This movie takes me back. Not all the way back to 1962, I’m not remotely that old, but more circa 2002, when I was on my own teenage journey of self-discovery. More importantly, that was around the time I met my once-in-a-lifetime friend, and we began our shenanigans that continue to this day, even though we’re an ocean apart.
Max the Wax (Isabelle Fuhrman, Don’t Let Me Go, The Hunger Games) is Ellie (Liana Liberato, The Best of Me, If I Stay)’s once-in-a-lifetime friend. The kind that, in this case, takes her on a crazy cross-country road trip to visit Eleanor Roosevelt, the woman that inspired Ellie’s late mother to an extent that keeps on giving.
Did I mention that these girls are only fifteen? Yeah. But don’t worry, Ellie’s mom was a feminist that taught her how to drive (and she had a blue convertible that serves as the perfect getaway car). And so begins one of their greatest adventures, which will include befriending a convict who’s escaped from Alcatraz (Josh Lucas, Hear My Song, Little Accidents), reviving the showbiz dreams of Max’s Aunt Daisy (Jessica Alba, Mechanic: Resurrection, The Veil), and restoring hope to Ellie’s father, Bob (Luke Wilson, All We Had, The Ridiculous 6). That’s a pretty productive road trip in my book.
But what I really loved about this movie was the unexpected nostalgia. I don’t normally relate to young adult films, to be quite honest. Due to a chronic illness, my teenage years held weightier issues than crushes and proms (though I had those too). But what I can relate to are adventures with one’s bestest-best friend. That’s what this film made me think of.

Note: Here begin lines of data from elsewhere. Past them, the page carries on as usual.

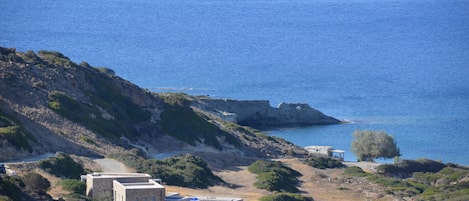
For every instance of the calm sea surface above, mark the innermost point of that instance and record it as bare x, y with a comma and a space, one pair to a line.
401, 66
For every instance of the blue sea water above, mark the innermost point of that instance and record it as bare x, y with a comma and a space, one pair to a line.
401, 66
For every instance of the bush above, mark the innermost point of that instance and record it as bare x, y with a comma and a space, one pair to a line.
73, 186
285, 197
274, 176
10, 189
369, 145
36, 183
13, 131
124, 113
62, 165
407, 167
356, 172
180, 121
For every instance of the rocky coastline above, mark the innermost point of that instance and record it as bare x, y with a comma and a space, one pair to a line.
261, 115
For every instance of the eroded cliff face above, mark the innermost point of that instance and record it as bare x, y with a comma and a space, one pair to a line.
49, 104
30, 81
259, 113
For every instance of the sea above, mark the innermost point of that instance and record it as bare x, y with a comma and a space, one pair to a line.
399, 66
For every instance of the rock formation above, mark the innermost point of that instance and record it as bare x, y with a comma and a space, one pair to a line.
259, 113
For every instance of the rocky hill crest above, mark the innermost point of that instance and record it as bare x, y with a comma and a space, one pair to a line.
259, 113
49, 103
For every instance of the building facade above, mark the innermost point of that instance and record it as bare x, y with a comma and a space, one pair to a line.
141, 191
100, 185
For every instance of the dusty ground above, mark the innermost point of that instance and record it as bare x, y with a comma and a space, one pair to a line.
322, 185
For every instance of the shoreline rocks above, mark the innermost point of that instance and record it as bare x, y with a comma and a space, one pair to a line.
259, 114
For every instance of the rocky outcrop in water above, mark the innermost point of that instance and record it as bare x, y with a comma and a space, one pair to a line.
259, 113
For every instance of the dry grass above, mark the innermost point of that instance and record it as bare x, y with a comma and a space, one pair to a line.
322, 185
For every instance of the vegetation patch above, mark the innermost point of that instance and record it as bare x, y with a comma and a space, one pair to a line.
426, 182
180, 121
56, 58
73, 186
406, 168
285, 197
62, 165
91, 115
186, 171
10, 188
274, 176
12, 131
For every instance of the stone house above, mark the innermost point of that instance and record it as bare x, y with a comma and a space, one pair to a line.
327, 151
123, 187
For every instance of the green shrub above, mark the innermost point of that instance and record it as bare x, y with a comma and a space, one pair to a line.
407, 167
36, 183
274, 176
13, 131
355, 171
90, 115
73, 186
9, 187
56, 58
285, 197
180, 121
62, 165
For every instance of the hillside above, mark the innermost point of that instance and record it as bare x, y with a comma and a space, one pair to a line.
49, 103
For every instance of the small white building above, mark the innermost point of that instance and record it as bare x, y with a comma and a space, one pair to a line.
327, 151
140, 191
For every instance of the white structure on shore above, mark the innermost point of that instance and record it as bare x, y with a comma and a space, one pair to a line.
326, 151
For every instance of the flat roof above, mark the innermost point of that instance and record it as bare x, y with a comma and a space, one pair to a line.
117, 175
141, 185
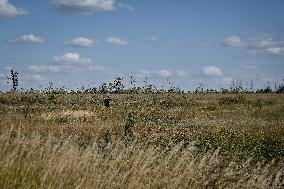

There’s a fabulous moment where Max comes to the convertible with lipstick, sunglasses, and a headscarf, absolutely ready to start her trip with style, and I had to laugh. On my first major trip with my bestie we thought it would be a good idea to dress up. I had some amazing five-inch, patent red stilettos for the occasion, and my feet hurt so badly by the end of it that any enthusiastic glamour I may have started out with was whittled down to a stiff upper lip as I was nearly reduced to tears by the pain! Fortunately Max and Ellie have better fashion moments than I did. It’s set in the 1960’s, after all. The costumes are divine, but still relatable. One can imagine wearing them every day, with a little extra effort. Maybe one day I’ll try wearing stilettos to travel again.
This light-hearted love letter to besties everywhere packs a punch as it deals with difficult family dynamics, the importance of not giving up on your dreams, and the privilege it is to carry the torch for someone else’s dreams when they’re no longer able to continue. There are a lot of emotions here, but not the sappy kind. I laughed the whole way through, and basically marvelled at the unexpectedly epic way the story was told. It’s not your typical teenagers-road-trip-and-hijinks-ensue film. It was fun, it was relatable, it was light, and it brought back scores of fond memories.